I had been looking forward to seeing Desperate Men – Slapstick & Slaughter by Richard Headon and Jon Beedell. The day before the show I had a short chat with Richard Headon and it all sounded really great: desperate men, slapstick and Slaughter performed in genuine dada-style by themselves. I arrived at the show in a churchyard in Greenwich. A bit faraway from the rest of the festival. It was a wet day the other festival performances were late and we were waiting for the performance to begin. The atmosphere was casual and relaxed. Programmes were handed out and the audience was well and comfortable seated on tarpaulins on the grass. It was a bit cold. The one blanket they had for the audience in case of cold wheather was wrapped around a lucky child. The rest of us would have to suffer but it was only a 35 minutes performance so what the heck…
Jokes were told from the slippery grassy-greasy stage. Especially John Bedell was in a great and very comforting overexited mood. It was cold and allready dripping but we were in good company and we were having fun.
They started.
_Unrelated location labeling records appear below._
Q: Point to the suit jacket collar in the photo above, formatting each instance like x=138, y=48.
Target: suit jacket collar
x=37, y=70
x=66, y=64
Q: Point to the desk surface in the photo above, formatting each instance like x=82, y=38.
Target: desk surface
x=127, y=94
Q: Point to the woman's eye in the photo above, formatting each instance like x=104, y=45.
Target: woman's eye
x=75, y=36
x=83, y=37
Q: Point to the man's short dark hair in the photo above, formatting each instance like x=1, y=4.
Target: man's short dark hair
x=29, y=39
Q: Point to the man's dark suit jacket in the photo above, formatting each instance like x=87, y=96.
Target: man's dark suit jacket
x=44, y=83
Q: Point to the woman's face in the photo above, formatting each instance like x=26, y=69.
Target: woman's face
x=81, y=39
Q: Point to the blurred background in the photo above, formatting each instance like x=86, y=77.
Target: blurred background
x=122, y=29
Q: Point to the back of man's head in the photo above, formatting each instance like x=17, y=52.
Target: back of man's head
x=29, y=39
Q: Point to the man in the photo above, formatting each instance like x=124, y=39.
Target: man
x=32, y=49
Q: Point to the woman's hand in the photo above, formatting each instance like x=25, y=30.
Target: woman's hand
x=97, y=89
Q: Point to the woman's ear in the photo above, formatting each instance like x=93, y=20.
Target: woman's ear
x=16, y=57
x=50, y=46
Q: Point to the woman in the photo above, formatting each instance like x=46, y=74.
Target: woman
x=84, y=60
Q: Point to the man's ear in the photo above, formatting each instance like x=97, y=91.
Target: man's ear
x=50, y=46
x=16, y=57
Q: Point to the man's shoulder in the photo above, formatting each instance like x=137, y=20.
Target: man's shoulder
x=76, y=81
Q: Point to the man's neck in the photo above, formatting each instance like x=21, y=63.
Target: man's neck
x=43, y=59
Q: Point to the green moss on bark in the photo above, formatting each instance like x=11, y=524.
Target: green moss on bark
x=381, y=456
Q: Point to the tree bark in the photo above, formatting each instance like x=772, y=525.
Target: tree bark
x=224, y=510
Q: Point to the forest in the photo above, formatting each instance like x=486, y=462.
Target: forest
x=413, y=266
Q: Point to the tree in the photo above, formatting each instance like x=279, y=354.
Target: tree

Jon Beedell sitting on a tombstone doing some incredible uninterpretable moves, Richard Headon hiding behind a tree. You couldn’t really see him but a branch was moving up and down so fast that it must have been driven by a heavy and unpredictable force. No descression here. Just pure testosterone builded up by two male actors who – everyone could tell (even the crying child) – had been arround on Britton’s stages for quite a while doing all kinds of stuff. They entered the stage. Both guys performed with great artistic authority it was kind of dadastyle legacy theatre and personal stories and I really loved it. The show had been going on for not more than five minutes when it started to rain heavily. For the two actors it was evident to everyone that it was impossible for them to go on…and then on the other hand they couldn’t stop. It was now raining form a really black sky and half of the audience had allready left. The rest of us was talking to the two performers when something really strange and very rare happened.
One of my favorite books is “The Dream Book” by Swedish mystican Emanuel Swedenborg. The book starts out as a diary where he registers number of miles he walks, the dates and the city he visits. Nothing more. Then suddently after a while there is a 3-week intermissioon where nothing is written down and then he sets off again. But now he writes down visions and dreams and meetings with angels and much more.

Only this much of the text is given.